Dan ketika hari ke-7 menyapa, aku terkurung oleh rasa putus asa. Pikiran nekad hampir menguasaiku, aku memutuskan untuk kabur dan tak lagi pulang ke rumah orang tuaku. “Jangan Mba, dien ini mengajarkan kita berbirul walidain. Jika bersikap begini orang tua Mba, akan semakin mengkambing hitamkan ajaran dien yang mulia ini” kata-kata Syaza menyentakku dan mengembalikanku ke sebuah pikiran sehat. 
“Bersikaplah lemah lembut Mba, cairkan kekerasan hati mereka dengan hikmah”. Aku tak tahu, harus bagaimana menghadapi orang tuaku, juga calon yang mereka tawarkan. Yang aku tahu, Allah selalu bersamaku. Dan cukuplah Dia sebagai penjagaku.

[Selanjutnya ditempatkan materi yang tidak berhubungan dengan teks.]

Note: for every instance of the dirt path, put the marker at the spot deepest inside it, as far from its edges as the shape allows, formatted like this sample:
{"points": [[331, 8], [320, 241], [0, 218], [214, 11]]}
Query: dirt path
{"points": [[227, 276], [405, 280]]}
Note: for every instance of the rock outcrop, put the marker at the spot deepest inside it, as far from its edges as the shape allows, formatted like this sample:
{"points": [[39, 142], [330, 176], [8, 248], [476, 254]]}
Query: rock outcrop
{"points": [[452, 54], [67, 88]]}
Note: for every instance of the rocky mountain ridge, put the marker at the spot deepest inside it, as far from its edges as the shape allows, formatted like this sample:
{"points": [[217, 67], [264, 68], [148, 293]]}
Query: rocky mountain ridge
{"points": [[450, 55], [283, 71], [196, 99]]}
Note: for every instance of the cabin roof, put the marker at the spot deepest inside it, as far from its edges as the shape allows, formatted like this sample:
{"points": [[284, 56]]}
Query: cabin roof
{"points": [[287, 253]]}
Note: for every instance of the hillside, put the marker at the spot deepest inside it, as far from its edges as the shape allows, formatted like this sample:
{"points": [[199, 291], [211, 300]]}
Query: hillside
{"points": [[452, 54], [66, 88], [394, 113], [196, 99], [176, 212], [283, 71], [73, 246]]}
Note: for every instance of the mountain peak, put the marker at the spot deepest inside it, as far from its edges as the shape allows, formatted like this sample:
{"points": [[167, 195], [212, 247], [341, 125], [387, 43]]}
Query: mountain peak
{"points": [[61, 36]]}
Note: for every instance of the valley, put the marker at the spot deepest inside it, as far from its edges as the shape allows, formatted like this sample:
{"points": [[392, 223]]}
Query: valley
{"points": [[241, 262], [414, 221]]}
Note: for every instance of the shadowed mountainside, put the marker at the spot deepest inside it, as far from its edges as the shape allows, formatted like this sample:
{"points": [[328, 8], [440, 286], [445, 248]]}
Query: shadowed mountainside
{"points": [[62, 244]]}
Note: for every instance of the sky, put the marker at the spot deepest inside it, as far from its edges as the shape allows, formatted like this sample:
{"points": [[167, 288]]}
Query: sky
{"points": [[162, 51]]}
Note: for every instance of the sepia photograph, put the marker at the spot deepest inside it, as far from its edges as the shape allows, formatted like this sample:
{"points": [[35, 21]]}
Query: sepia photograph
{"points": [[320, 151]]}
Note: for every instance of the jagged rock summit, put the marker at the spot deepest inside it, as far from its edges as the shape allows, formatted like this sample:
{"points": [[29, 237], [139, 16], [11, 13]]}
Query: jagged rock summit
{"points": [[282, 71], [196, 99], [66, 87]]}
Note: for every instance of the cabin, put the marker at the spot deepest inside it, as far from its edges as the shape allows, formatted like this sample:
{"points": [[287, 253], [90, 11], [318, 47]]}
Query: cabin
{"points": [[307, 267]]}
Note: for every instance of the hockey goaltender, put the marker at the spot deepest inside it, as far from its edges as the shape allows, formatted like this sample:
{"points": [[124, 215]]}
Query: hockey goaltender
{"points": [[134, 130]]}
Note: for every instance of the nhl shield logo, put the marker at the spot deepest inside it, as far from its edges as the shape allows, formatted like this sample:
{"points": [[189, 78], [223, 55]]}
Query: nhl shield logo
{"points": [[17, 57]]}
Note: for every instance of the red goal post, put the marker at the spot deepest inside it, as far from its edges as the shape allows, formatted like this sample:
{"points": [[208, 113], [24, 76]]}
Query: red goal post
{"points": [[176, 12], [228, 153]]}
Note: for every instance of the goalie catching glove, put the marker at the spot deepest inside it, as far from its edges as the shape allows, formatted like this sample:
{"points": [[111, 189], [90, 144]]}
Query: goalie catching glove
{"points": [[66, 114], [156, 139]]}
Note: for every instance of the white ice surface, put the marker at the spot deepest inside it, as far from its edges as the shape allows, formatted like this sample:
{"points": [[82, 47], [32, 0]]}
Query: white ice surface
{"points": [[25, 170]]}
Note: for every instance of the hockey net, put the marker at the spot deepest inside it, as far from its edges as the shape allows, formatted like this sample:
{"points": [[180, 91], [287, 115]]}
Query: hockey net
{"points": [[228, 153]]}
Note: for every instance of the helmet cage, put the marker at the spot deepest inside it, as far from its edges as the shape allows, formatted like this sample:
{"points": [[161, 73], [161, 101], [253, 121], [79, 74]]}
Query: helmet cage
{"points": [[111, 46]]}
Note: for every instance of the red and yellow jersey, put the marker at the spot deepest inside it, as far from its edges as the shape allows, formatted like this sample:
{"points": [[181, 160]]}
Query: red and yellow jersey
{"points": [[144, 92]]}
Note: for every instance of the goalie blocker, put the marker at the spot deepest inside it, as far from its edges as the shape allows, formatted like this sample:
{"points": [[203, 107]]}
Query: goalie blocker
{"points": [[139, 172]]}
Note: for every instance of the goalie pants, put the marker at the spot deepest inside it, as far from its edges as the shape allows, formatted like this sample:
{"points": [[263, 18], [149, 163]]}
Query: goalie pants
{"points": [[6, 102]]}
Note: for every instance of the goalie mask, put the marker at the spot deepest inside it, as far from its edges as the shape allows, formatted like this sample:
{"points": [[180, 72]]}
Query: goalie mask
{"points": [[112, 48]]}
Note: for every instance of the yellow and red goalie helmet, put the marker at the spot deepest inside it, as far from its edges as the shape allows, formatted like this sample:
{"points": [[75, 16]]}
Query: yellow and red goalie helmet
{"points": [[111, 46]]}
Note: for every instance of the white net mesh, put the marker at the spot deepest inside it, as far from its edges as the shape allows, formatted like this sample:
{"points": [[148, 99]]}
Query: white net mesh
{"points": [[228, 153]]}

“Sya, aku pulang ya…” putusku siang itu. “Tunggulah sebentar Mba, Jangan pernah meragukan pertolonganNya. Hari masih siang. Bukankah deadline ayah mba baru berakhir tepat tengah malam nanti?”. Aku tertawa mendengarnya “ Sya, kau kira ini dongeng Cinderella?”. Syaza menatapku lagi dengan sedih, “Aku tak pernah meragukanNya. Justru karena itu aku memutuskan pulang, mencoba sekali lagi mendiskusikan hal ini dengan ayahku. Limit 7 hari ini terdengar konyol sekarang” syaza tampak serba salah. Mungkin ia merasa bersalah karena tak berhasil mencarikanku seorang suami. “jangan khawatir Sya, aku akan baik-baik saja, dan tetap istiqomah, insyaallah”. “Aku pamit Sya, makasih untuk semua” lama aku memeluknya dalam diam, mungkin aku tak akan kembali lagi, mungkin ini perjumpaan terakhir kami. Syaza adikku sayang, saudara yang kutemukan di samudera pencarian dien. Semoga ukhuwah ini abadi…
Hampir 10 meter aku berjalan dari kost Syaza, lamat-lamat aku mendengar suara terengah-engah Syaza berteriak sembari berlari menyusulku. “Mba…Mba…Alhamdulillah….subhanallah…Allahu Akbar…”
“Tenang dek, pelan-pelan aja. Ada apa?” tanyaku penasaran melihat binar-binar bahagia di matanya. “Mba, ada ikhwan lulusan Libya teman suami  ummu Aisyah baru datang, sekarang kita ke rumahnya mba?”
“Mmm…gak usah Sya, dia Lc. Pasti syaratnya berat. Aku gak sanggup” aku sudah memutus mimpi mendapatkan suami dalam 7 hari ini. Niatku fokus untuk kembali berdiskusi dengan orang tuaku saja. Itu lebih masuk akal ketimbang berharap mendapatkan suami dalam sisa waktu beberapa jam ini.
“Gak Mba, aku sudah menelpon Ummu Aisyah, beliau berkenan mendampingi Mba untuk proes ta’aruf. Sekarang ikhwan itu ada di sana” Setengah tak yakin aku mengikuti langkah Syaza yang terus menggandeng erat tanganku.
***
Sekarang sudah 8 tahun pernikahan kami, aku sungguh tak menyangka ikhwan yang melakukan proses ta’aruf denganku pada hari itu, sungguh-sungguh bersedia menikahiku dan membuatku berbahagia  hingga kini. Bahkan dengan kelembutannya, Ia berhasil memahamkan keluargaku akan kebenaran dien yang sempurna.
Jangan pernah meragukan kebesaran Allah, karena sesungguhnya tak ada yang tak mungkin jika Allah sudah berkendak. I  found it, how about you????